N-terminal sequence analysis demonstrated that CS3
shows greater homology to the CS1 isozyme than to CS2. While this comparison is made with only the first 20 amino acids
of each protein, it should be borne in mind that the genes for CS1 and
CS2 show very high levels of identity in their central regions with the
greatest divergence occurring at the N and C termini(10) .
Therefore, the similarities and differences seen in this sample may
well be more meaningful than its limited size might initially suggest.
Interestingly, the gene coding for CS1 is not present in the
clavulanic acid operon of S. clavuligerus. This organism
coproduces several clavam metabolites along with 1. It is
possible that the CS1 gene resides in a genomic region dedicated to the
production of clavams in S. clavuligerus. S. antibioticus,
however, produces CS yet fails to produce 1. We propose that CS3
is required for clavam biosynthesis and, therefore, might be expected
to be more homologous to the isozyme CS1 of S. clavuligerus.
Previous work has shown that proclavaminic acid (4) is an intermediate in clavam and clavulanic acid biosynthesis(19, 20) . We have demonstrated the ability of CS3 to hydroxylate deoxyguanidinoproclavaminic acid (2) to guanidinoproclavaminic acid (3), clearly implicating CS3 in the production of 4 in S. antibioticus. Further, proclavaminic amidino hydrolase activity has been detected in S. antibioticus, which provides a means of converting 3 to 4(21) . Additionally, CS3 possesses the ability to convert 4 to 6, a reaction known to occur in the biosynthesis of 1. If 6 is the in vivo product of the reaction of 4 with CS3, then the likelihood is increased that 6 plays a role in the biosynthesis of the clavams as well.
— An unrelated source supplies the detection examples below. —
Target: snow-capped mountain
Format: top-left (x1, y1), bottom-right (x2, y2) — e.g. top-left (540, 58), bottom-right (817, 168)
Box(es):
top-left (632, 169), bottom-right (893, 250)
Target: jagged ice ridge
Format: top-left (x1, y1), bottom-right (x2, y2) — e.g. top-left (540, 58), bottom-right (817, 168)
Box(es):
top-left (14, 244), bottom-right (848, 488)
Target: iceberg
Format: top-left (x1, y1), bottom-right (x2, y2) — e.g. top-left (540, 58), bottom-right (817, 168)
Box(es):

Based on the stereochemical similarities that exist between 6 and the clavams, the intermediacy of 6 in their biosyntheses can be readily envisioned.
An extensive, shared biosynthetic pathway between the clavams and 1, including the intermediacy of 6, has been previously proposed (20) and the purification of CS3 from S. antibioticus strengthens this notion (Fig. 7). The partitioning of the two pathways is suggested to occur after the proposed intermediacy of clavaminic acid (6). An oxidative deamination occurs without decarboxylation but with stereochemical ring inversion to give the aldehyde, 7(8, 9) known to be the penultimate precursor of clavulanic acid (1). The same or similar intermediate, through decarboxylation but without inversion, has been proposed to afford the aldehyde 14. This intermediate is thought to be common to the individual members of the clavam family; for example, aldol condensation and further reactions can be envisioned to provide 12, while simple reduction gives 13. This proposal emphasizes the critical role CS3 plays in the biosynthesis of clavams 12 and 13 in S. antibioticus and relates to the open question of the location and organization of the clavam biosynthetic genes in S. clavuligerus.
Figure 7: Biosynthetic parallels among clavulanic acid and the clavams.